# Dorset Dove Fields



## fakebait (Jun 18, 2006)

Does anyone know if the State got the dove fields put in this year at Dorset. I would hate to drive all the way out there to find weed fields. Also if they did any recent cutting.


----------



## Crawl (Apr 14, 2004)

http://www.dnr.state.oh.us/wildlife/Hunting/migbirds/Dove/dove_d3.htm


----------



## Brittguy (Aug 5, 2006)

I read an article in our paper recentely. It said that the dove fields at Dorset and Mosquito were complete. There is a new area manager at Grand River and he is quoted as saying something like they are in but he wouldn't really call them dove fields.

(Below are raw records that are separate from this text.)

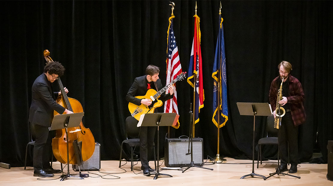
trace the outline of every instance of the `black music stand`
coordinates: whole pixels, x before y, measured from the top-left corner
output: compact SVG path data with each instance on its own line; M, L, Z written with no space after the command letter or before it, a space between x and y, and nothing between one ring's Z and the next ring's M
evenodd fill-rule
M79 112L72 114L68 114L56 115L53 118L53 120L51 124L51 127L49 128L49 130L53 131L65 129L66 132L66 136L67 137L66 143L67 144L67 174L63 175L61 181L63 181L70 177L78 178L80 179L83 179L77 176L74 176L69 173L69 156L68 151L68 134L67 132L67 128L72 127L78 127L81 123L82 117L84 114L84 112Z
M253 116L253 141L252 148L252 173L243 176L240 178L242 179L249 176L252 178L257 176L261 177L266 180L267 178L264 176L254 173L254 130L255 125L255 116L272 116L272 109L270 106L267 103L237 103L238 110L240 115Z
M140 120L139 121L139 123L138 124L141 123L141 126L143 127L157 126L157 171L155 174L154 180L157 179L157 177L160 175L167 176L170 177L172 177L172 176L169 174L161 174L160 173L159 128L160 126L172 126L174 121L176 114L175 113L146 114L143 117L143 118L140 118ZM151 175L152 174L151 174Z

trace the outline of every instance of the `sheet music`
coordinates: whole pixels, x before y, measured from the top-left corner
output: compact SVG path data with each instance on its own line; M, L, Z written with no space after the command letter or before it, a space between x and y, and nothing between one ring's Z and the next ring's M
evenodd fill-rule
M271 110L271 113L272 114L272 115L273 115L273 112L272 111L272 107L271 107L270 104L268 104L269 105L269 109Z
M271 109L271 110L272 109ZM142 114L141 116L140 116L140 120L139 120L139 123L138 123L138 125L137 125L137 127L141 127L141 124L142 124L142 121L144 120L144 118L145 117L144 114Z

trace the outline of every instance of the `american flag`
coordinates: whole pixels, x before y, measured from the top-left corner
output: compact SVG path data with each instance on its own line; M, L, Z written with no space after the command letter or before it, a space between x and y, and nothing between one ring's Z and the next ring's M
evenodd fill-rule
M167 31L167 48L166 51L166 85L177 77L177 76L182 72L181 65L179 60L178 55L178 48L176 43L176 38L173 32L172 19L174 16L172 16L169 18L169 28ZM164 112L166 113L175 113L178 114L178 107L177 103L177 91L175 85L173 85L173 97L165 102L164 105ZM166 93L169 92L167 89ZM179 128L179 123L177 122L174 128Z

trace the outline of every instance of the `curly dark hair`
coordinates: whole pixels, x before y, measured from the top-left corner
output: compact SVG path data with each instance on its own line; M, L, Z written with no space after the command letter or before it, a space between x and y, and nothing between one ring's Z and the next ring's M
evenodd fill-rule
M59 76L62 76L65 72L65 67L61 63L58 61L49 63L44 67L44 72L49 72L50 74L57 74Z

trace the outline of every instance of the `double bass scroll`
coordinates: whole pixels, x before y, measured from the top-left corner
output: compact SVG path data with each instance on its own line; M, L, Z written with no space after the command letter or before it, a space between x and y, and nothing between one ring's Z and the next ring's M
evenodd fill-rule
M44 55L47 64L54 62L50 57L49 50L44 50ZM77 100L67 96L60 78L58 79L58 82L61 92L61 95L57 98L57 102L73 112L83 112L83 109L81 103ZM59 114L55 111L54 114L54 115ZM75 140L82 141L81 153L82 160L84 161L88 160L93 155L95 150L95 139L90 129L85 128L81 121L79 127L69 128L67 130L69 131L68 138L69 139L68 141L69 163L77 164L73 146L73 142ZM54 156L59 162L64 164L67 163L67 138L65 129L63 129L57 130L56 137L52 140L52 149Z

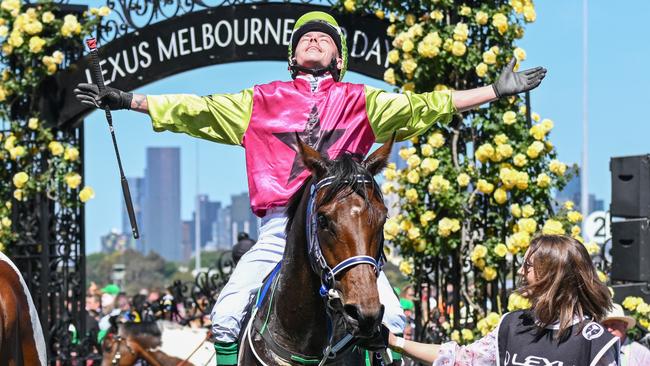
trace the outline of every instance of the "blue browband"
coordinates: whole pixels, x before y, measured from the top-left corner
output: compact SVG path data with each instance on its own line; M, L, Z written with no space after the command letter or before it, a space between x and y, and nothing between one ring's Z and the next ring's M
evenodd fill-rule
M335 265L333 268L327 264L323 252L320 247L320 242L318 240L318 223L317 215L315 212L316 209L316 194L318 191L326 187L332 182L334 182L336 177L329 176L321 179L319 182L312 184L311 191L309 194L309 202L307 204L307 250L309 252L309 260L314 271L320 275L321 278L321 295L325 296L327 292L334 287L335 277L342 271L359 265L359 264L369 264L373 266L375 270L375 275L379 276L379 272L382 267L382 244L380 244L379 253L377 258L373 258L369 255L356 255L350 258L343 260L342 262ZM355 178L356 183L362 184L375 184L372 178L369 178L366 175L359 174Z

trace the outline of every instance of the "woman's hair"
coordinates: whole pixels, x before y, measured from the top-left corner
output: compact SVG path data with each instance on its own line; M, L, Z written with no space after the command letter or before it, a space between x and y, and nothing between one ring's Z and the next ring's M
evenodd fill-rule
M525 258L524 271L532 263L534 283L519 289L532 303L539 326L559 321L557 337L564 337L574 317L589 316L600 322L612 307L611 294L600 281L584 245L564 235L535 237Z

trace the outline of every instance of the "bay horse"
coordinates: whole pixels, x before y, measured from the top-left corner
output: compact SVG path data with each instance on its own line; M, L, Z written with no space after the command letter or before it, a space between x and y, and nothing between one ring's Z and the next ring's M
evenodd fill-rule
M312 175L287 206L284 256L244 323L239 365L361 365L359 346L385 349L377 276L387 209L374 176L394 138L363 162L329 160L296 139Z
M43 329L16 265L0 252L0 365L47 365Z

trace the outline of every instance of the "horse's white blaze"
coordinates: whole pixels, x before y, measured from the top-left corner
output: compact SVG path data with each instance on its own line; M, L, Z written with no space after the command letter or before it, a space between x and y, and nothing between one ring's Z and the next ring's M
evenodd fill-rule
M47 348L45 347L45 337L43 337L43 329L41 328L41 322L38 318L38 313L36 312L36 307L34 306L34 301L32 300L32 295L29 293L27 288L27 283L23 279L23 276L20 274L20 271L14 264L14 262L9 259L4 253L0 252L0 260L7 262L11 268L16 272L18 278L20 279L20 284L23 286L23 291L25 292L25 297L27 297L27 303L29 304L29 319L32 322L32 333L34 333L34 344L36 344L36 350L38 351L38 360L41 361L42 366L47 365Z
M361 213L361 207L359 206L353 206L350 208L350 216L358 216Z
M195 365L207 365L214 358L214 345L205 339L208 329L185 327L169 321L159 321L158 327L162 332L162 352L185 360L196 349L188 360ZM210 364L214 364L214 360Z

I haven't been over there so I don't know about the mowing.


----------



## steelmagoo (Apr 13, 2004)

I think they planted very little at Grand River, as far as I saw last Sunday. The fields directly adjacent the gun range were not planted at all, nor were they mowed. The field off Rt 88 across from the do-it-yourself shotgun range has a few poor rows of corn. I saw no doves there. I did see some doves on Rt 534, north of Mespo around the amish farms.

Edit: 
On the map, Field 3 is supposed to be planted. I didn't walk back there and couldn't tell from the road. Probably is planted.


----------



## steelmagoo (Apr 13, 2004)

I went to Grand River Wildlife area, dove area #3 yesterday afternoon. Nary a dove to be seen, not even on the wires by the roads. They planted the field just south of there and north of 88 in solid corn.


----------